Earlier in the day, US Vice President Mike Pence and Venezuela opposition leader Juan Guaido agreed on a strategy to tighten the noose around President Nicolas Maduro following a meeting with regional allies in Colombia.
Pence announced more sanctions against Venezuela and $56 million in aid for neighboring countries grappling with a flood of people fleeing the economically stricken country.
US Vice President Mike Pence announced $56 million in aid to Venezuelans as well as tougher US sanctions as he joined a Lima Group meeting of Latin American countries plus Canada that was also attended by opposition leader Juan Guaido.
The group also urged the International Criminal Court to declare Maduro's refusal to allow in humanitarian aid a "crime against humanity."
The United States is among some 50 countries that recognize Guaido as Venezuela's interim president.

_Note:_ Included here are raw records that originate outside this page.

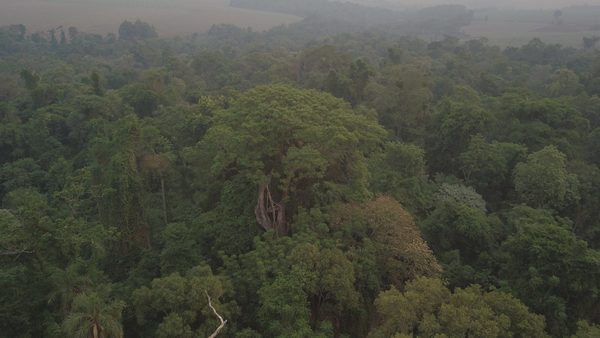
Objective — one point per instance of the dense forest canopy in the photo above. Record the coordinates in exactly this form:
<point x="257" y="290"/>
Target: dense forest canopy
<point x="305" y="181"/>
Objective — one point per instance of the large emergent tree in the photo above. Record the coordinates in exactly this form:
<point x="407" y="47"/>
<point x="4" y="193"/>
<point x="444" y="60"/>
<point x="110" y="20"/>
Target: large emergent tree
<point x="301" y="148"/>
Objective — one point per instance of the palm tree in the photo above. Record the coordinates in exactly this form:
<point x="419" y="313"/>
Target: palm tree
<point x="93" y="317"/>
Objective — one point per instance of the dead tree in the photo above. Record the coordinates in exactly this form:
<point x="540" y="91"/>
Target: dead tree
<point x="223" y="322"/>
<point x="269" y="213"/>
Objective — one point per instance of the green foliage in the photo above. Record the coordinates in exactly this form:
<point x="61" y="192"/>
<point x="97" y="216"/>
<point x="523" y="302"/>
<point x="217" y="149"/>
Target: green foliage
<point x="177" y="306"/>
<point x="428" y="308"/>
<point x="543" y="181"/>
<point x="92" y="316"/>
<point x="552" y="271"/>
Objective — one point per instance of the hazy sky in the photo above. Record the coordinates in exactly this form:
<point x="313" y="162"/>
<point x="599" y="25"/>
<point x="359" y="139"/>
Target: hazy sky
<point x="494" y="3"/>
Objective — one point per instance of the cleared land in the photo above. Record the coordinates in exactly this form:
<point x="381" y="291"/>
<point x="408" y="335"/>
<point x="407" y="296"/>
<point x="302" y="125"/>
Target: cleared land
<point x="509" y="33"/>
<point x="98" y="16"/>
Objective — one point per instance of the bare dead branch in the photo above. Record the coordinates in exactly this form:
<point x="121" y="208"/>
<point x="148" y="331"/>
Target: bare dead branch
<point x="223" y="322"/>
<point x="15" y="253"/>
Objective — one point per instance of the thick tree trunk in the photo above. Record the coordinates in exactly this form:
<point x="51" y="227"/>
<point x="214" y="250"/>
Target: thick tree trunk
<point x="270" y="214"/>
<point x="164" y="198"/>
<point x="221" y="320"/>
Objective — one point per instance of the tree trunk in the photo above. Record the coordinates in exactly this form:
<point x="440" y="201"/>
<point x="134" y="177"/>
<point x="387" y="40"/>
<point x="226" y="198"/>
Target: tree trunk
<point x="164" y="197"/>
<point x="270" y="214"/>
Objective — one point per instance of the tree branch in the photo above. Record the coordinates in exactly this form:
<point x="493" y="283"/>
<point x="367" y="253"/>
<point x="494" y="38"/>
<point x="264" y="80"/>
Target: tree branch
<point x="15" y="253"/>
<point x="223" y="322"/>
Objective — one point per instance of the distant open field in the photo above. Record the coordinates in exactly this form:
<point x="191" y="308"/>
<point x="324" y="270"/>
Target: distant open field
<point x="507" y="33"/>
<point x="515" y="28"/>
<point x="104" y="16"/>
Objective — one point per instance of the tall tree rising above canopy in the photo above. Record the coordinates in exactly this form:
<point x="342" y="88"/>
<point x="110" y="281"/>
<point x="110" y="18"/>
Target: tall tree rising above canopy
<point x="301" y="148"/>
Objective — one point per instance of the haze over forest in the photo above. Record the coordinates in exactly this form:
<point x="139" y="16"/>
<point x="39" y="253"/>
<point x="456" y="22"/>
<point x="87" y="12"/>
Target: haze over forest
<point x="299" y="169"/>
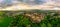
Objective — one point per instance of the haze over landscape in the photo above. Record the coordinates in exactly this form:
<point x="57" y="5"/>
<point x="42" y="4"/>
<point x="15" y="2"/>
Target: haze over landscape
<point x="29" y="4"/>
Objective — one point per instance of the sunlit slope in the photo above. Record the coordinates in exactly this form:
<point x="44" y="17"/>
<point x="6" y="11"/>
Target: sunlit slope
<point x="45" y="6"/>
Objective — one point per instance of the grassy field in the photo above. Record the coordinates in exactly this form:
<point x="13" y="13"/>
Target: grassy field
<point x="19" y="19"/>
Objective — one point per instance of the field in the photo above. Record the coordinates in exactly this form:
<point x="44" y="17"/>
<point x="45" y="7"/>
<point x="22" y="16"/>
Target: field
<point x="32" y="18"/>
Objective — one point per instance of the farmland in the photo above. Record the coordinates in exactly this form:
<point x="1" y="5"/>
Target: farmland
<point x="32" y="18"/>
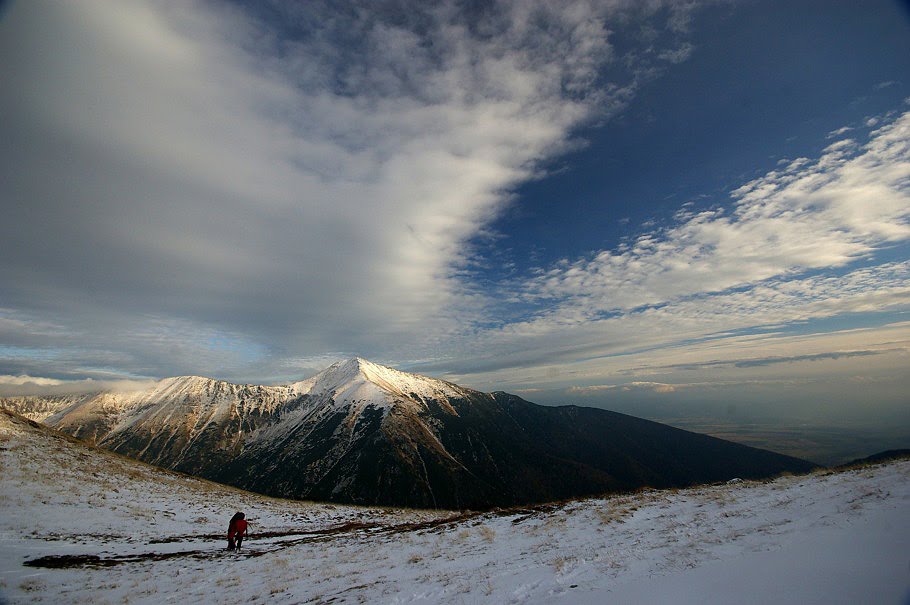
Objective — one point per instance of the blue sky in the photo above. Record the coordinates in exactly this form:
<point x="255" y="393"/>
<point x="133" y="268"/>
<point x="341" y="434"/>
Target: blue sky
<point x="605" y="203"/>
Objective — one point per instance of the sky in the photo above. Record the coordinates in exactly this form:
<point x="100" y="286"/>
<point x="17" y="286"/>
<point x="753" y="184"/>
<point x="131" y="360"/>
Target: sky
<point x="658" y="207"/>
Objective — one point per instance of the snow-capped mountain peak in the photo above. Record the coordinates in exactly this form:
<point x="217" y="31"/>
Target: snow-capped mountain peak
<point x="360" y="380"/>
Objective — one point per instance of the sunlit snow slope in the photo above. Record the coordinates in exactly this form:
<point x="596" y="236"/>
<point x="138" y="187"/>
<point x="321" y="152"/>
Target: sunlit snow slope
<point x="359" y="432"/>
<point x="81" y="525"/>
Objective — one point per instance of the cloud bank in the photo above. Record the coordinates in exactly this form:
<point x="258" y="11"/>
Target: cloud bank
<point x="189" y="187"/>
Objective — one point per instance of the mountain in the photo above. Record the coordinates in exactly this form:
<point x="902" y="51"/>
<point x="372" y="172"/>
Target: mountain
<point x="77" y="518"/>
<point x="359" y="432"/>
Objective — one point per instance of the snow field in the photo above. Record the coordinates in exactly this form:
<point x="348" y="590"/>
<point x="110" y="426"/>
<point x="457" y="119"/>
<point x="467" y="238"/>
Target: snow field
<point x="822" y="538"/>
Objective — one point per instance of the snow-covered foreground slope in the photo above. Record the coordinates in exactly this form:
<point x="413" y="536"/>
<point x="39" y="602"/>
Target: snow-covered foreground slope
<point x="138" y="534"/>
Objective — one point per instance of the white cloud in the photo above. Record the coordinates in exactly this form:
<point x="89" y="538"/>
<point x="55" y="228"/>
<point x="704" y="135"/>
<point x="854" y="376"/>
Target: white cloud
<point x="179" y="163"/>
<point x="825" y="214"/>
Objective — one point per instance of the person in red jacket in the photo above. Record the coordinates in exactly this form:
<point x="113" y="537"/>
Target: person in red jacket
<point x="236" y="531"/>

Maduro blasted the talks in Bogota as being "politics to attempt to establish a parallel government in Venezuela."
Washington, he said, "wants Venezuela's oil" and is "willing to go to war for that oil."

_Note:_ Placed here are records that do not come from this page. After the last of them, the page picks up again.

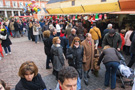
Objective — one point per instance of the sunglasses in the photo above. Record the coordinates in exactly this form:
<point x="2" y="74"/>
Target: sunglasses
<point x="77" y="41"/>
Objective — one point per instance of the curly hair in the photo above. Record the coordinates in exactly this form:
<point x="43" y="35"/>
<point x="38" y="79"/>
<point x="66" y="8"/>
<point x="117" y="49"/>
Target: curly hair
<point x="73" y="42"/>
<point x="4" y="85"/>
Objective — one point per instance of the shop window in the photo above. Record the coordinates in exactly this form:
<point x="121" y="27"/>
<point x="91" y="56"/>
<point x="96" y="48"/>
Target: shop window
<point x="103" y="0"/>
<point x="73" y="3"/>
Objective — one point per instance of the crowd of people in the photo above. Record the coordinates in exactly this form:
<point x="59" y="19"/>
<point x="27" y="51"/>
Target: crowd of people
<point x="75" y="41"/>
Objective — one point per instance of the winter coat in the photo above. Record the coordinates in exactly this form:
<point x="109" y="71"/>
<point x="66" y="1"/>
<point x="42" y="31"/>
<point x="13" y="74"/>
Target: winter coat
<point x="109" y="55"/>
<point x="64" y="43"/>
<point x="35" y="30"/>
<point x="71" y="38"/>
<point x="127" y="38"/>
<point x="132" y="47"/>
<point x="114" y="41"/>
<point x="80" y="33"/>
<point x="47" y="46"/>
<point x="12" y="26"/>
<point x="75" y="56"/>
<point x="95" y="32"/>
<point x="7" y="42"/>
<point x="58" y="57"/>
<point x="123" y="40"/>
<point x="88" y="54"/>
<point x="68" y="32"/>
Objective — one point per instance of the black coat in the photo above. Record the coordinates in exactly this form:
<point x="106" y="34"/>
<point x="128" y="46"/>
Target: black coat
<point x="7" y="42"/>
<point x="45" y="27"/>
<point x="47" y="46"/>
<point x="75" y="58"/>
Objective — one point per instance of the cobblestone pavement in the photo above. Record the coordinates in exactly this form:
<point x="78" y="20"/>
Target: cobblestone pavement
<point x="23" y="50"/>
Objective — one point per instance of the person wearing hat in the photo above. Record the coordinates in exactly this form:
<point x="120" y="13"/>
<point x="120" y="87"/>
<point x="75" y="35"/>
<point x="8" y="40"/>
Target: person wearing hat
<point x="112" y="39"/>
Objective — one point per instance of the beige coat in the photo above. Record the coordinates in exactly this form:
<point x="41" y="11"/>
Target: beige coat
<point x="88" y="55"/>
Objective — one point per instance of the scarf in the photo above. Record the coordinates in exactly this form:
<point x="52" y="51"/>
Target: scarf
<point x="36" y="84"/>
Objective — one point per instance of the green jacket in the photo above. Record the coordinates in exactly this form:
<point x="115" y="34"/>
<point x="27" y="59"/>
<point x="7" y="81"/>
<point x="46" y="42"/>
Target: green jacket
<point x="114" y="41"/>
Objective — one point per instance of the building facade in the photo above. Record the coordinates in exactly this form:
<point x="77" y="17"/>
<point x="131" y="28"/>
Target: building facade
<point x="14" y="7"/>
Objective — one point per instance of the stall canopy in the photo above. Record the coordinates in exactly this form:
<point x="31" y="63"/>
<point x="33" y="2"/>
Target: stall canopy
<point x="100" y="7"/>
<point x="127" y="5"/>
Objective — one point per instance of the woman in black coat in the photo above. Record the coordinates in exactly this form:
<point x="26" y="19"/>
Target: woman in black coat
<point x="75" y="55"/>
<point x="30" y="78"/>
<point x="5" y="42"/>
<point x="47" y="47"/>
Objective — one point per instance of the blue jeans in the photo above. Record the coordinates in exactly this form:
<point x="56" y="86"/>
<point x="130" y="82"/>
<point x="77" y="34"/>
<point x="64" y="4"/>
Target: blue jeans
<point x="111" y="69"/>
<point x="5" y="49"/>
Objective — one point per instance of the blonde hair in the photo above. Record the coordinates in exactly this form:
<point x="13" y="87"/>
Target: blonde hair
<point x="73" y="42"/>
<point x="106" y="47"/>
<point x="55" y="40"/>
<point x="46" y="33"/>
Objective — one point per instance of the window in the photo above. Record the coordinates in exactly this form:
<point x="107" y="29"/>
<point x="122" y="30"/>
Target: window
<point x="73" y="3"/>
<point x="103" y="0"/>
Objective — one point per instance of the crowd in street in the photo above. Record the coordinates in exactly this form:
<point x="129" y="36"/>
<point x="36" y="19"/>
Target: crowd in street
<point x="80" y="42"/>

"The extremist Ku Klux Klan government that Donald Trump directs wants a war over oil, and more than just oil," Maduro said, describing Venezuela as a "pacifist, humble nation."
But he also said he was ready to participate in a "direct dialogue" with the Trump administration.
Asked if he would allow Guaido back into the country, Maduro said: "He has to respect the laws."
Guaido "can leave and come back and will have to see the face of justice because justice had prohibited him from him leaving the country."
A team of six journalists from the US-based TV network Univision said it was detained for nearly three hours in Caracas Monday after Maduro was offended by questions about poverty and the legtimacy of his rule which they had asked him during an interview.
Venezuelan authorities seized the team's equipment, too, said anchorman Jorge Ramos of the big Spanish-language network.